Mercado de casamento opera em baixa

– “E o post novo?”, perguntou a Julia.

– “Pois é”, respondi. “Será que tem alguém nesses dias querendo ler alguma coisa sobre o amor? E a minha concentração, que anda tão perdida por aí?”.

– “Então…escreve sobre isso”

– “Vixe… não!”

Nas últimas semanas minha cabeça vagava em busca do próximo post, mergulhada nas análises, debates e fatos que passaram a invadir nosso cotidiano. Não bastasse isso entravam em cena os preparativos finais para meu novo projeto, com uma intensa troca de e-mails, mensagens, telefonemas, num vai-e-vem diário de conversas, perguntas e decisões inadiáveis. Escalar o Himalaia devia ser mais fácil do que manter concentração e disciplina.

Em meio a esses pensamentos topei com um e-mail da Lulu. Oops, quem é essa? “Olá Marcia, nós temos algumas notícias empolgantes para compartilhar. O Lulu tem um novo propósito e agora é 100% dedicado a te ajudar a encontrar o Sr. Perfeito ou a Sra. Maravilhosa …Com amor, Lulu”.

Ahhhaaaan! então “a” Lulu é “o” Lulu – aquele aplicativo do qual, desde seu lançamento atormentado eu nunca mais tinha ouvido falar. Esse mercado virtual de casamentos reaparecia agora na minha vida, cheio de amor prá dar como político em período eleitoral, prometendo me ajudar a encontrar a minha cara-metade. Ora ora, pelo andar da carruagem o tal sonho dourado deve estar precisando de propaganda. Quem sabe um empurrãozinho da/o Lulu poderia reverter o que as pesquisas indicam? E o que elas dizem é que o casamento vem descendo a ladeira do desencanto, principalmente entre as mulheres – isso mesmo que você leu, entre as mulheres.

“Marriage Market Takeover” (“invadindo o mercado de casamentos” na tradução da BBC, onde vi a notícia) é um vídeo que viralizou (clique na legenda para ativá-la), compartilhado no Facebook mundo afora. É uma campanha publicitária em estilo documentário feita por uma marca de produto de beleza para as chinesas. Atenção: “mercado de casamentos” deve ser entendido literalmente, como uma praça onde os pais levam cartazes com perfis de suas filhas e filhos para serem escolhidos por outros pais.

O caso é o seguinte: na China a prioridade das mulheres deve ser o casamento e a maternidade e elas são obrigadas a se casar até os 25 anos. As que não obedecem a essa regra são chamadas de “as mulheres que sobraram” – as “sheng nu”. “As pessoas acham que uma mulher solteira é incompleta”, diz uma delas. Para as famílias, é falta de respeito a filha que não se casa até essa idade. “Na cultura chinesa, respeitar os pais é o mais importante”, diz uma mulher que não consegue segurar o choro. “E não se casar é visto como o maior sinal de desrespeito”. Um pai diz que morreria do coração se sua filha não se casasse.

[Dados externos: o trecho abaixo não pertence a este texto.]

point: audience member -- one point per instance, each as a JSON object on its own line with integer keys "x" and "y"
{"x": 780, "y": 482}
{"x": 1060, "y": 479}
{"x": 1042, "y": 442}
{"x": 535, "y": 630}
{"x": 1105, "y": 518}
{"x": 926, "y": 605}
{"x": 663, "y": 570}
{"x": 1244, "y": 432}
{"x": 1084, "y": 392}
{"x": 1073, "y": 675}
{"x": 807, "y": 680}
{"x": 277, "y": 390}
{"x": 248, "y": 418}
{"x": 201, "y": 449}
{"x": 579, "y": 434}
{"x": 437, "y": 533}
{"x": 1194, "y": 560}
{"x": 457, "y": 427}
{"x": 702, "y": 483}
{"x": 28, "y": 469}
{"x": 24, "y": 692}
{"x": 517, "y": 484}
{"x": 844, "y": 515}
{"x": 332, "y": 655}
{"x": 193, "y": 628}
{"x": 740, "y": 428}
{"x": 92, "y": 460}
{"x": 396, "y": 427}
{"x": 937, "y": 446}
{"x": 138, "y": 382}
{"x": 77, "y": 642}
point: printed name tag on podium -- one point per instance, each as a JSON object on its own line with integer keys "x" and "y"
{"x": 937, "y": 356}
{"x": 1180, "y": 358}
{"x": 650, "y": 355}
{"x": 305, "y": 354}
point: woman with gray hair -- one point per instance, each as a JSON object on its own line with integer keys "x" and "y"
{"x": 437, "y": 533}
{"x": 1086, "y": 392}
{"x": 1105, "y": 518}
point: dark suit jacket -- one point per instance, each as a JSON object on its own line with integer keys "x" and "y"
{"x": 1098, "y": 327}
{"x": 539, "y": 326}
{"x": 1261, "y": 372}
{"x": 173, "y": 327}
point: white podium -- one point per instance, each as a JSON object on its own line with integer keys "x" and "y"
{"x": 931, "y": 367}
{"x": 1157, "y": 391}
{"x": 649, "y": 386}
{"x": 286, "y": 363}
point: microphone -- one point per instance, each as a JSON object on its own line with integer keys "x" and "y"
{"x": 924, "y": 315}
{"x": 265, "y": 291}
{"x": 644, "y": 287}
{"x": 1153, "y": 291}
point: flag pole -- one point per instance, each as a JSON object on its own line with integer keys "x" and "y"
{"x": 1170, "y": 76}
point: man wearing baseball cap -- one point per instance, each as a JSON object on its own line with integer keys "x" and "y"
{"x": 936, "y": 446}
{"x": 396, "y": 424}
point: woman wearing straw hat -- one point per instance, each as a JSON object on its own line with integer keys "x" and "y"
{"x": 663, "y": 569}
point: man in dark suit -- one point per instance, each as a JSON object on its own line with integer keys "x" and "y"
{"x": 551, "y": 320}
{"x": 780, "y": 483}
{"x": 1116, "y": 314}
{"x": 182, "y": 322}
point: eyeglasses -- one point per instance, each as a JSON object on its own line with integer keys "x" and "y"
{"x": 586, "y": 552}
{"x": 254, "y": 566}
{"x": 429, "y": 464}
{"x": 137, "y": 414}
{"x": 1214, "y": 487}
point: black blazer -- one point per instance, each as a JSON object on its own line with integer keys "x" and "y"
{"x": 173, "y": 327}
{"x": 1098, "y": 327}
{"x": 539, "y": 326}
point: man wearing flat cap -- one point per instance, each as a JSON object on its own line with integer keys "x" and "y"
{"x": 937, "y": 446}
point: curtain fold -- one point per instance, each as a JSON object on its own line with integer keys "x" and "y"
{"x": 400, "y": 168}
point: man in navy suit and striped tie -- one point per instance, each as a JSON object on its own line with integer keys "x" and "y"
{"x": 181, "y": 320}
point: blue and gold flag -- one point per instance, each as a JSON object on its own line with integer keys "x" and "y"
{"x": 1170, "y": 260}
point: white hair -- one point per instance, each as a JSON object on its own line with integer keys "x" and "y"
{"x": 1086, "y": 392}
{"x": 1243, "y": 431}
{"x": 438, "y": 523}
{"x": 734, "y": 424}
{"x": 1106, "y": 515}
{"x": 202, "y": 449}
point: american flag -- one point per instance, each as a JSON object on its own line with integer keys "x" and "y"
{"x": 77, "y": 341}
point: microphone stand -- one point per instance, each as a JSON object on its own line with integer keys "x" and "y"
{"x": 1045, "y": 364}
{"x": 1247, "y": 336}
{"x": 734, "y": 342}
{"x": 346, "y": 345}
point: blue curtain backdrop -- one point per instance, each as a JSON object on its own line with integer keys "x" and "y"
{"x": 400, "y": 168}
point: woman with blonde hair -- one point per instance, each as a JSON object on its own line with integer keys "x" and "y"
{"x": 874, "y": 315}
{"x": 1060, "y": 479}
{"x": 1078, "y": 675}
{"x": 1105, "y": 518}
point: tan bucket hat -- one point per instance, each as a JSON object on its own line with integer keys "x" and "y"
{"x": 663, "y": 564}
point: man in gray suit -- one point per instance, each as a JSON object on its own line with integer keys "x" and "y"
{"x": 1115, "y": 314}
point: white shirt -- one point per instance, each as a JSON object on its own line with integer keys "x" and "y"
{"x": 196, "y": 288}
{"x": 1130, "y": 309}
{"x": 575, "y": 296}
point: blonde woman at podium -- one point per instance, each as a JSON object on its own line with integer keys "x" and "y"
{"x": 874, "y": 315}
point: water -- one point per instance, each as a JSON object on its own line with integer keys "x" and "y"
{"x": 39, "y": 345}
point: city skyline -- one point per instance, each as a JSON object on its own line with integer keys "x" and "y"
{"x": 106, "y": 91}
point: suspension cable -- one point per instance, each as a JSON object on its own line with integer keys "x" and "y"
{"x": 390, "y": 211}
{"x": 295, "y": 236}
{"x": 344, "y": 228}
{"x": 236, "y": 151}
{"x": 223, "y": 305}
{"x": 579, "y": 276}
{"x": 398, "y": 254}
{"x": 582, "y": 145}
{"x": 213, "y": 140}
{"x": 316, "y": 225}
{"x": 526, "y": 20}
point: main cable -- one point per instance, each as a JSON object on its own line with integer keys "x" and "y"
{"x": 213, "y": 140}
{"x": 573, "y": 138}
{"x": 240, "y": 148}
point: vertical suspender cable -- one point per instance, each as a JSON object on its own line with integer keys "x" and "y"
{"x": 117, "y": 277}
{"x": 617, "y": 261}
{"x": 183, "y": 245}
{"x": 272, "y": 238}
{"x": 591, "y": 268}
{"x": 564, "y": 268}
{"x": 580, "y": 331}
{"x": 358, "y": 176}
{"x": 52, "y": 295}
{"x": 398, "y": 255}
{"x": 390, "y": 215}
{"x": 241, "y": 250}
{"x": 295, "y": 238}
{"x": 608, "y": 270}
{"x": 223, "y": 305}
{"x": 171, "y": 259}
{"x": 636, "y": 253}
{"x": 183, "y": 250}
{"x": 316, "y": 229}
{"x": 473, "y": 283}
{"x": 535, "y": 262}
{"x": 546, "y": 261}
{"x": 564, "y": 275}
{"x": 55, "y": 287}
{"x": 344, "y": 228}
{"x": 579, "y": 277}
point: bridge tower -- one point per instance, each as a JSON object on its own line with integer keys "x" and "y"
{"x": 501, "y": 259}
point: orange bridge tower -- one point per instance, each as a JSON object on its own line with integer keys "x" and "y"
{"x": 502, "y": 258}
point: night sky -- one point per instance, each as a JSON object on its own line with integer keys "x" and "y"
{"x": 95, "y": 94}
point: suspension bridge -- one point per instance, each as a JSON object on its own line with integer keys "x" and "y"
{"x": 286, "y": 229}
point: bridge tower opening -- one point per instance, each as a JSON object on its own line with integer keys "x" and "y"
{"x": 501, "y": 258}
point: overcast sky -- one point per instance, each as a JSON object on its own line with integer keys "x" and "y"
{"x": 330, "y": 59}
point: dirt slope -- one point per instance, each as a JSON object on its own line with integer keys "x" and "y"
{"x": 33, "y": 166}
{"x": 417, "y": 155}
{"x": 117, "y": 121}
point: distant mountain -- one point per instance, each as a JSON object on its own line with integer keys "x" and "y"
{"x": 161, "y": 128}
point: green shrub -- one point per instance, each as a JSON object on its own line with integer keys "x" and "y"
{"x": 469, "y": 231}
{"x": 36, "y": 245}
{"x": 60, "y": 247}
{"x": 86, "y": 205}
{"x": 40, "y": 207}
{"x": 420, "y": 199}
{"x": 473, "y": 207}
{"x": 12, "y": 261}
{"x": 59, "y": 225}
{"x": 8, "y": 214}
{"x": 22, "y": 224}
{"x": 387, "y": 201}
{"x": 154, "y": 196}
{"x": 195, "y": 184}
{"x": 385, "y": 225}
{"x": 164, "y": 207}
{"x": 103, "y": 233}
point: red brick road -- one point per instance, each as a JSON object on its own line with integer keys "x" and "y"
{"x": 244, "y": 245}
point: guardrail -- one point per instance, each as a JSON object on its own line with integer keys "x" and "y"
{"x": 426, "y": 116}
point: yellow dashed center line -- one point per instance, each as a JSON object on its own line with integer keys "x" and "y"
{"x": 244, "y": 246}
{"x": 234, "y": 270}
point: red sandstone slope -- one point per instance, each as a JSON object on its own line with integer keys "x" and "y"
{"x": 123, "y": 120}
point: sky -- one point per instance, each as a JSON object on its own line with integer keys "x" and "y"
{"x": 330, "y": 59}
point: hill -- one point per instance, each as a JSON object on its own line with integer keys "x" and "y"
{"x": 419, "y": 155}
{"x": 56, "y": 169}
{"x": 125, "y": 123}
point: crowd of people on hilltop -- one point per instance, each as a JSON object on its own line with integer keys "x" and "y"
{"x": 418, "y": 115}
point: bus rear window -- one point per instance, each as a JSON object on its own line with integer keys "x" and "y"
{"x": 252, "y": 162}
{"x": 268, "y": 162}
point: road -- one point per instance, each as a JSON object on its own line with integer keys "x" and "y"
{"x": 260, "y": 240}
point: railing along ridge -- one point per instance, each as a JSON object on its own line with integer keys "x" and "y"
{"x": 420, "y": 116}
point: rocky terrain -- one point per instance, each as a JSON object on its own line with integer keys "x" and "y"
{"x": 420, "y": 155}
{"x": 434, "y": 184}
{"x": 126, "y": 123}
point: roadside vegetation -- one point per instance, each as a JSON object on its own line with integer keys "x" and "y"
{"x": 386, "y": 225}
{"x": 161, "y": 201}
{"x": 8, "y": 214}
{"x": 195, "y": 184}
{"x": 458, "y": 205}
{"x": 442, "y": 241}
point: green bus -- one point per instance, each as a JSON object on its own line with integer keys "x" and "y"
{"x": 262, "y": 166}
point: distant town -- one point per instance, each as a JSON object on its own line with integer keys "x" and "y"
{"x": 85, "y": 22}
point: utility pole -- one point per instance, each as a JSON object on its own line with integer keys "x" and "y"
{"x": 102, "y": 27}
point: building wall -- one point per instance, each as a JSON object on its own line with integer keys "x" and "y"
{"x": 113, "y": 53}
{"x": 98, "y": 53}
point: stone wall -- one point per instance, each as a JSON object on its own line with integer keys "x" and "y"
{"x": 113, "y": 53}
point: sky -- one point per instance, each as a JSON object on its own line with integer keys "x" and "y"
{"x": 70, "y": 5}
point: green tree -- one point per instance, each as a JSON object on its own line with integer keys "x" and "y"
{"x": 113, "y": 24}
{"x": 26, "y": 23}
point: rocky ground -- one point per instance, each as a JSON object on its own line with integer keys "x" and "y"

O presidente da empresa explica que fez o vídeo como parte de uma campanha para inspirar as mulheres a tomarem seu destino nas mãos. E que mostra “um problema da vida real de mulheres chinesas talentosas e corajosas que são pressionadas para casar antes dos 27 anos, por medo de serem rotuladas como ‘sheng nu’” – mulheres que sobraram.

O vídeo tem sido apreciado pelas chinesas que estão lutando contra o estigma e resistindo ao casamento. “Eu sou solteira e precisava ver esse vídeo para saber que não estou sozinha e não tomei as decisões erradas. É possível ser feliz sem um homem. Não deveríamos ser punidas por nossas escolhas, já que não estamos prejudicando ninguém”.

Da China voltamos pro Brasil. Na nossa tradição as comemorações do casamento incluem – ou incluíam até outro dia – a despedida de solteiro para o homem e o chá de cozinha para a mulher. Essa diferença fala mais sobre nossas concepções do feminino do que a Emília quando engoliu a pílula falante (no Sítio do Picapau Amarelo do Monteiro Lobato).

O ritual do homem diz que ele casa e se despede da vida de solteiro. Bem, se ele se despede, ele renuncia; isso significa que todos reconhecemos uma dimensão de perda para o homem com o casamento. Se tais perdas são ou não importantes é outra questão (e parece que não são). Na série Mad Men o par central da trama é formado por Betty e Don Draper, um casal dos anos 60. Betty, embora casada, vive numa solidão dolorosa. Antes de se casar era modelo, mas abandonou a profissão para ser exclusivamente a esposa e mãe de 3 filhos. Ele, bem, ele continua fazendo tudo o que quer.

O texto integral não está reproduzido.